The area was then adopted by the city council as York’s rubbish tip and the flooded pits and hollows of the clay pits were gradually filled with York’s rubbish.

The ‘Tang Hall tip’, as it was known, closed in 1974, and within a few years nature was beginning to take over again, with flowers and shrubs and natural woodland creeping back. “Local people started to appreciate the unofficial green space on their doorstep,” the history of St Nicholas Fields reports.

It looked as though that brief flowering of nature might be short-lived. In 1988, a report in the Yorkshire Evening Press mentioned that the tip was to be developed by the city council as an industrial site. But the report also mentioned that a new environmental pressure group, the York Natural Environment Trust, would like to keep it in a ‘really wild state’.

A campaign was launched, coordinated by Gordon Campbell-Thomas – who was to go on to become a founder of the Friends of St Nicholas Fields and, for ten years, the St Nicks park ranger.

The campaign proved highly effective.
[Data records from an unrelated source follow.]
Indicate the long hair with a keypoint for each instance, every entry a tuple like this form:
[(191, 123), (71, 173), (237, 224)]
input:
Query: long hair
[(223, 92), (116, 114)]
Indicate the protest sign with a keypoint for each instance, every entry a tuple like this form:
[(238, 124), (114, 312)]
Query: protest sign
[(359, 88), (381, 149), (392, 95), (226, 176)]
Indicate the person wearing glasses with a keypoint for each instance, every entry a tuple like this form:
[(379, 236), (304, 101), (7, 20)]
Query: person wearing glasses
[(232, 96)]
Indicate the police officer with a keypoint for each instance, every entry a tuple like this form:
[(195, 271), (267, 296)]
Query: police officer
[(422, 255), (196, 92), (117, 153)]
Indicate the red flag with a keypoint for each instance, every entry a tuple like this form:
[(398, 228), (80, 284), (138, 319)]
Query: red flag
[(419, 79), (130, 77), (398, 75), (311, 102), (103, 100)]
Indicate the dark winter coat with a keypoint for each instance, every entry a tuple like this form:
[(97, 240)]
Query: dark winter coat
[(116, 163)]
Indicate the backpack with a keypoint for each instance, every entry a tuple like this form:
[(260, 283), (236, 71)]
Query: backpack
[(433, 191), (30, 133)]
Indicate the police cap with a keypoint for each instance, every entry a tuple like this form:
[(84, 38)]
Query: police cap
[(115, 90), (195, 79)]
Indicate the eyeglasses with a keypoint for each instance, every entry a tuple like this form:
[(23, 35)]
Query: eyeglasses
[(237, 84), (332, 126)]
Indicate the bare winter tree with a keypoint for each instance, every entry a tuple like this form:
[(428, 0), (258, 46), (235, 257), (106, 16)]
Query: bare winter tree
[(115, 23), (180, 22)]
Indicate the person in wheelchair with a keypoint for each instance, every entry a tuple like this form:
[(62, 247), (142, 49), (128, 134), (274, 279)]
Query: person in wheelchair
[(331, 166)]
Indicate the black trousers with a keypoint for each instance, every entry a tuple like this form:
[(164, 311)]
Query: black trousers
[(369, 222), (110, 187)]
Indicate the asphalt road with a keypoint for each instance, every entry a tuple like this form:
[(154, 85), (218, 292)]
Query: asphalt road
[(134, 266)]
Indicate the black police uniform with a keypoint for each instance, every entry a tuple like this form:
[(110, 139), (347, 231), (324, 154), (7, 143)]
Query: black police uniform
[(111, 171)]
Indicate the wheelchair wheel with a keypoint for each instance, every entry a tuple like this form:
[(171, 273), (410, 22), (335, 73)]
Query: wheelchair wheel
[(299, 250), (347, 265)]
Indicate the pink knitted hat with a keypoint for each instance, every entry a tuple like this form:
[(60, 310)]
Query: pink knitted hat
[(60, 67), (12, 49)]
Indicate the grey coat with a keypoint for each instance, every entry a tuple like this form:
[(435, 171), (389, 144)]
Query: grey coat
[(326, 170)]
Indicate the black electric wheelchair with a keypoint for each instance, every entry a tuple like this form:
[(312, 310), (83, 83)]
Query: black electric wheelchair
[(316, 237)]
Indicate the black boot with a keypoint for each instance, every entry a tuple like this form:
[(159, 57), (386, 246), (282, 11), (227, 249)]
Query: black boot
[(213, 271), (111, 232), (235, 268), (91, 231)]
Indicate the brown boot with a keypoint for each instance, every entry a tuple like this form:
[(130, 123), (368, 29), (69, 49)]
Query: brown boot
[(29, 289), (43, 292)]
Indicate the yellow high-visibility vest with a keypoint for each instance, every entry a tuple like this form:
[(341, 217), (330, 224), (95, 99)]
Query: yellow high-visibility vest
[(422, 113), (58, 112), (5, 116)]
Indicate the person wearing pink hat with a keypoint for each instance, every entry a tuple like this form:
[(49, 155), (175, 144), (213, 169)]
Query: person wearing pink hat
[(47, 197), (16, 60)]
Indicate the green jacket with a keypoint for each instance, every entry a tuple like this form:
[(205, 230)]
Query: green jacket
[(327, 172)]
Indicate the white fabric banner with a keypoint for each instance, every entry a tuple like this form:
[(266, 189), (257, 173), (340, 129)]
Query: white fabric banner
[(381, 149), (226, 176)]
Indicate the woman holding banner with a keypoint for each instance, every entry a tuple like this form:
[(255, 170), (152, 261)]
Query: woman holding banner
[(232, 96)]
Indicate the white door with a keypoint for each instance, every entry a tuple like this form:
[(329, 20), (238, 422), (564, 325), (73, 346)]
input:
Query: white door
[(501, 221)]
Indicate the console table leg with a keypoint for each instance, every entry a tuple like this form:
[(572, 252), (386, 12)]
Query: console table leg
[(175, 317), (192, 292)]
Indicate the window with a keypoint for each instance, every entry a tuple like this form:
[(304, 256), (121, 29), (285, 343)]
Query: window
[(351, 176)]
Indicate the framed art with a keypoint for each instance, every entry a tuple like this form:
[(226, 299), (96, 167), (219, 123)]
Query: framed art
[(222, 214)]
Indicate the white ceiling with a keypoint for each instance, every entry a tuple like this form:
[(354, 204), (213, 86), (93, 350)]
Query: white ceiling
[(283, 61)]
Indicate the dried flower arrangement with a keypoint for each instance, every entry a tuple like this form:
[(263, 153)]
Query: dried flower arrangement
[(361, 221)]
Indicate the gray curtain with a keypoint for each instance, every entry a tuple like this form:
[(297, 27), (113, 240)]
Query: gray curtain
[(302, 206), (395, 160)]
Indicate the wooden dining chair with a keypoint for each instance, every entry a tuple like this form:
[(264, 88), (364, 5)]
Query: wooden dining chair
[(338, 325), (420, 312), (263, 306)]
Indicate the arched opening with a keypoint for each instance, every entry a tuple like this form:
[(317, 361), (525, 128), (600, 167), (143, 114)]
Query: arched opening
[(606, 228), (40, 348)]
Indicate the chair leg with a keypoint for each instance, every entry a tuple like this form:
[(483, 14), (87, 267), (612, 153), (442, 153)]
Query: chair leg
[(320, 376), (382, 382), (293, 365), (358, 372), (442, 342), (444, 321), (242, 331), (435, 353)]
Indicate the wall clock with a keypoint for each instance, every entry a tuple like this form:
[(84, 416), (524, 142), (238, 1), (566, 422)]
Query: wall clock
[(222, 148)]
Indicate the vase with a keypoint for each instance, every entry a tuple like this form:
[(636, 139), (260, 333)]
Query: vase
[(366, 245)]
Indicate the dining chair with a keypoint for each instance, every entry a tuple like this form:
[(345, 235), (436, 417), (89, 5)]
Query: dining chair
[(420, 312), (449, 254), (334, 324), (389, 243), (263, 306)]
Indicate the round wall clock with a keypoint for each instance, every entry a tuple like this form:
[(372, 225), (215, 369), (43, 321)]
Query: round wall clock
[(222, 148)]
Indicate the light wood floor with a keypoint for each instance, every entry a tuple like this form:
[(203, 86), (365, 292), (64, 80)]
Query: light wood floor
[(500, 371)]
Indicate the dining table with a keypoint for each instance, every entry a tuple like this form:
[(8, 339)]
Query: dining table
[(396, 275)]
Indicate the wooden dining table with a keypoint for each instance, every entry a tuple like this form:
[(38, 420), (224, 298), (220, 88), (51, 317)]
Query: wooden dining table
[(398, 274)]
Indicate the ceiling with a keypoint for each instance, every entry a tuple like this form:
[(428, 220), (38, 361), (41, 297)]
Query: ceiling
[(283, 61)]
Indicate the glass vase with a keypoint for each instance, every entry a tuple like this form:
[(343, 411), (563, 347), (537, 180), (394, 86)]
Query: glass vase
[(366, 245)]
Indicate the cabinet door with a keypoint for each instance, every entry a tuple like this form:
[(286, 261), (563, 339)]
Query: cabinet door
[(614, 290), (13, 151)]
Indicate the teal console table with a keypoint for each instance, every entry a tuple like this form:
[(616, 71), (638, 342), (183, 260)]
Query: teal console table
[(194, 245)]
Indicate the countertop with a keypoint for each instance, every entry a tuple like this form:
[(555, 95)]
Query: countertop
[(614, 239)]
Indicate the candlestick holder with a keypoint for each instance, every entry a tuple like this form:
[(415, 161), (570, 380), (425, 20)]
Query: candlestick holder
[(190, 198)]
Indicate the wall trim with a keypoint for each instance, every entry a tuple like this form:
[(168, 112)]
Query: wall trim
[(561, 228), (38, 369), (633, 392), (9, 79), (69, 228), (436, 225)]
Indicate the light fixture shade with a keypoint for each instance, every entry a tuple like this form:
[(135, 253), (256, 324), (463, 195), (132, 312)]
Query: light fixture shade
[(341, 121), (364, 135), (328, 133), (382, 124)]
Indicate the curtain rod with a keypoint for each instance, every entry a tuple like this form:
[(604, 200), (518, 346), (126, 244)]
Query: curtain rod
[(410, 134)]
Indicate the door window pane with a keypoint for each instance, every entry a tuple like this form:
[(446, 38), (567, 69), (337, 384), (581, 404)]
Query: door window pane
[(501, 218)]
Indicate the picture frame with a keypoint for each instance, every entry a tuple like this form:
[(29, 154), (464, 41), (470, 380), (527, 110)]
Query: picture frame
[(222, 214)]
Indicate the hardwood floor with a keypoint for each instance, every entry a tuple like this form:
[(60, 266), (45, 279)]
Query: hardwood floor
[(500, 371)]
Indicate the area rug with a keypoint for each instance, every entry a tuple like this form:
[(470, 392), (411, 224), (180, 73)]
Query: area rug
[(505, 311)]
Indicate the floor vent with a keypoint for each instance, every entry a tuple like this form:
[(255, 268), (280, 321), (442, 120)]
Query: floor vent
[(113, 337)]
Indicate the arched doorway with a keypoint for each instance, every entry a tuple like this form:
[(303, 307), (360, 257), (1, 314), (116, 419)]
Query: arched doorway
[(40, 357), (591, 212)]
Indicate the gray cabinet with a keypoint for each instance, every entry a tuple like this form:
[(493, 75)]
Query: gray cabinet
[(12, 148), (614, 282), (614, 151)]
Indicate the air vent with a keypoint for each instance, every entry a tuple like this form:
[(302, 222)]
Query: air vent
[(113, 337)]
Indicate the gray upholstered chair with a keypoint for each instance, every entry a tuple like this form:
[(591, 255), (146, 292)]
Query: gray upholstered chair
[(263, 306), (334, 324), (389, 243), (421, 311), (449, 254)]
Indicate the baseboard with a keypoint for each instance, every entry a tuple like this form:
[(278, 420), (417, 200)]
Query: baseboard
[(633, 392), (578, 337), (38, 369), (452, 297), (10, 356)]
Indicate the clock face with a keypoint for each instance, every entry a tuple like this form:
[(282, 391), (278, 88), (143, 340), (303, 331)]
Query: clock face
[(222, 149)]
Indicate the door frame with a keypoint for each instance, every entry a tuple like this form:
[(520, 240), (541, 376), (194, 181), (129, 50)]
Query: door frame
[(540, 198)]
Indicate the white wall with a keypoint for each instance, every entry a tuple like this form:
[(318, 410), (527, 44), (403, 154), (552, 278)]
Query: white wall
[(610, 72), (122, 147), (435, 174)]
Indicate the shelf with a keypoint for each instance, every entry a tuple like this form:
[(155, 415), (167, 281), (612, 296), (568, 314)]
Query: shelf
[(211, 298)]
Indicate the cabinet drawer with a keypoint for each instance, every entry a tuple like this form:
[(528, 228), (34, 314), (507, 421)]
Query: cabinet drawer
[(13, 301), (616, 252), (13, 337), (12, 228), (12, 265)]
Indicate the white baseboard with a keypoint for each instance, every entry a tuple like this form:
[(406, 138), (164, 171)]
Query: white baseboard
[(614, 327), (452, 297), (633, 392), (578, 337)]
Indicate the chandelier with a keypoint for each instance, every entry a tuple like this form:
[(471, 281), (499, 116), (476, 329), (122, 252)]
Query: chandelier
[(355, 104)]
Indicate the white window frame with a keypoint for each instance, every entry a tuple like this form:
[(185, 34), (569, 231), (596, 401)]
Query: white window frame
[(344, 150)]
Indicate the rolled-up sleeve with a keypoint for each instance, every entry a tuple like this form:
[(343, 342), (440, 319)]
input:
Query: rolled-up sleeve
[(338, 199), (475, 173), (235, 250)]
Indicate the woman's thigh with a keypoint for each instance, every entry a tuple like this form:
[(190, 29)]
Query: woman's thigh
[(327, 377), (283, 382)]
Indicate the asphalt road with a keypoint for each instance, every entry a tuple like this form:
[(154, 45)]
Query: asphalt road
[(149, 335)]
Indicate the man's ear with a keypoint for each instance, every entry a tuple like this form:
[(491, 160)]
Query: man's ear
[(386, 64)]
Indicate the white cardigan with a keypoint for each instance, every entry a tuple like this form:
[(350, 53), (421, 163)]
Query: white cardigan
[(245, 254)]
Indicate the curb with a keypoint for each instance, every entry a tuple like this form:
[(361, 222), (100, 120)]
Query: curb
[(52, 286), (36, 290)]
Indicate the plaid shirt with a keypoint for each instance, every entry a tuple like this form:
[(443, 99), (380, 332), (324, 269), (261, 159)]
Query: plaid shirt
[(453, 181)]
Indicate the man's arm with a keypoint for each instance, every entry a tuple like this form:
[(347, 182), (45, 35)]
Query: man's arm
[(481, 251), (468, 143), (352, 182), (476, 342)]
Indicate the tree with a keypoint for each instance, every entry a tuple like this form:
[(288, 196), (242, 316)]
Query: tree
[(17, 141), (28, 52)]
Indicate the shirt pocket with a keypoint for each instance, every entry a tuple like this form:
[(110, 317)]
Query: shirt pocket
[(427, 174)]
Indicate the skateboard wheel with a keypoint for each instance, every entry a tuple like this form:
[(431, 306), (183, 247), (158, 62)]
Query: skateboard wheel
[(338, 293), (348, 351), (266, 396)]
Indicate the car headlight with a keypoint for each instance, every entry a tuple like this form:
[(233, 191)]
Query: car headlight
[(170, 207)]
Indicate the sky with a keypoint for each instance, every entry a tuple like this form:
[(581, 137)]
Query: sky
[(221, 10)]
In 1993, after the site had first been capped with a thick layer of clay to seal in any potentially toxic pollutants, St Nicks was designated an urban nature park.

The layer of clay meant that at first, the new park was a fairly bleak place. “Over much of the site, the few remaining trees and shrubs were isolated in a sea of sticky clay,” the history of St Nicks says. “The new paths were stark ribbons of tarmac snaking across this wasteland.”

The Friends of St Nicholas Fields got to work. With the support of volunteers, they planted several thousand trees and shrubs, sowed wildflower meadows, built new pathways, and cleared away tons of rubbish.

Nature also did its work, sprouting in such profusion that today the reserve is home to a wealth of birds, insects, wildflowers and other plants, as well as small mammals such as the water vole.

St Nicks was designated a Local Nature Reserve ten years ago. The reserve will be officially celebrating its tenth birthday on May 10 this year.